Pero ahora todo está en cuestión. Ganadores, perdedores, indecisos, tibios, clasificados y eliminados por voto finish descalifican los resultados. Fraude, golpe de Estado, robo histórico… Hasta el presidente Duque, en una declaración tan torpe como arriesgada, dijo el fin de semana que lo mejor era recoger y barajar de nuevo. No importa lo que digan las normas sobre el tema, como si simplemente fuera ir al VAR. Para Uribe los conteos regidos por el registrador elegido por su gobierno son inaceptables. Uribe no logra aceptar su decadencia y decide que es mejor descalificar a su propia gente. Algo así como: si somos menos es porque somos un fraude. Y Petro quiere desconocer su triunfo. Durante toda la campaña Roy Barreras, su jefe de debate, dijo que el Pacto Histórico lograría 20 curules para el Senado. Los escrutinios le entregan 19 con cerca del 99 % de las mesas escrutadas. El Pacto quedó entonces muy cerca de sus cuentas más optimistas. Vio cómo el escrutinio recuperó casi 400.000 votos para su partido. Jueces, notarios, delegados de la Registraduría, funcionarios de las oficinas de Instrumentos Públicos estuvieron en esa tarea. Creo que la conclusión debería ser la contraria: su partido obtuvo el mayor número de votos nuevos luego del escrutinio, mientras el partido de gobierno perdió el mayor número de votos respecto al preconteo. Pero ahora la consigna es compartida: para que nadie se robe las elecciones es necesario que todos digamos que se las están robando.
Es imposible negar el desorden, las suspicacias, la terrible tarea de Alexánder Vega —un politiquero menor que terminó a cargo del manejo electoral—, la tristeza de un Consejo Nacional Electoral que representa la política más sórdida, los formularios que se imprimen sin lógica y sin revisión de las mesas técnicas, el cambio de miles de jurados. Pero ya se habló de fraude en 2014 y 2018, y ni observadores electorales ni las cifras definitivas mostraron evidencia de un torcido.

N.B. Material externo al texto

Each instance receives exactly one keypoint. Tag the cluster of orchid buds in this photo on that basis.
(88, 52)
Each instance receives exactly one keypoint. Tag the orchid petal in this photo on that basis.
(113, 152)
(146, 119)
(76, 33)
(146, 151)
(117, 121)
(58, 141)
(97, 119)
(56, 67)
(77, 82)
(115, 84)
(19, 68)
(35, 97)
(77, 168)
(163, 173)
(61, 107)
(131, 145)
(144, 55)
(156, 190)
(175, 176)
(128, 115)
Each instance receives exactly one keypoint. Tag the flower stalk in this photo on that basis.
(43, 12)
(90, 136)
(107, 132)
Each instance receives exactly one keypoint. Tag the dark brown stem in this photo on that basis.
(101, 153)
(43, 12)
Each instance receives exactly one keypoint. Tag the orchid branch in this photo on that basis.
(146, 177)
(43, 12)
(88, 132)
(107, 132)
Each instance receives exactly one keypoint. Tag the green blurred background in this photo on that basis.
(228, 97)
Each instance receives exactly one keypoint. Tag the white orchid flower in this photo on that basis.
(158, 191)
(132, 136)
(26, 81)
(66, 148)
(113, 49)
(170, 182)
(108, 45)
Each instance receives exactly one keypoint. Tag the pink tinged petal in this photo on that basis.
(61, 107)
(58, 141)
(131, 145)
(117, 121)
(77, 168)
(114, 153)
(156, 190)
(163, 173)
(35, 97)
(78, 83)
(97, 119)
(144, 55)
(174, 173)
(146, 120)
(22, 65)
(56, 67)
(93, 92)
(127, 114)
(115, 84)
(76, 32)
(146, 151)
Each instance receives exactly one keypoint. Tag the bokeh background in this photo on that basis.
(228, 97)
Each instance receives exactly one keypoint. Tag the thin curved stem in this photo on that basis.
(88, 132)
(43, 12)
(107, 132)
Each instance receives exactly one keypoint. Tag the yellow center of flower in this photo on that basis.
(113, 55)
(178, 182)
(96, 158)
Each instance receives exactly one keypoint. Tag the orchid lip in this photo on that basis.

Hoy se trata de alentar a los electores por medio de la desconfianza. ¿Será que descalificar la democracia lleva a aumentar la participación? No parece una estrategia muy lógica. Parece más cercana al salir a votar berracos. Los resultados del plebiscito, los más reñidos en años y bajo la mayor de las discordias en décadas, se aceptaron en tiempo récord. Hasta las Farc creyeron en la democracia. Parece que hoy todo se ve distinto y lejos del Código Electoral. Los candidatos creen más en las encuestas que en las elecciones.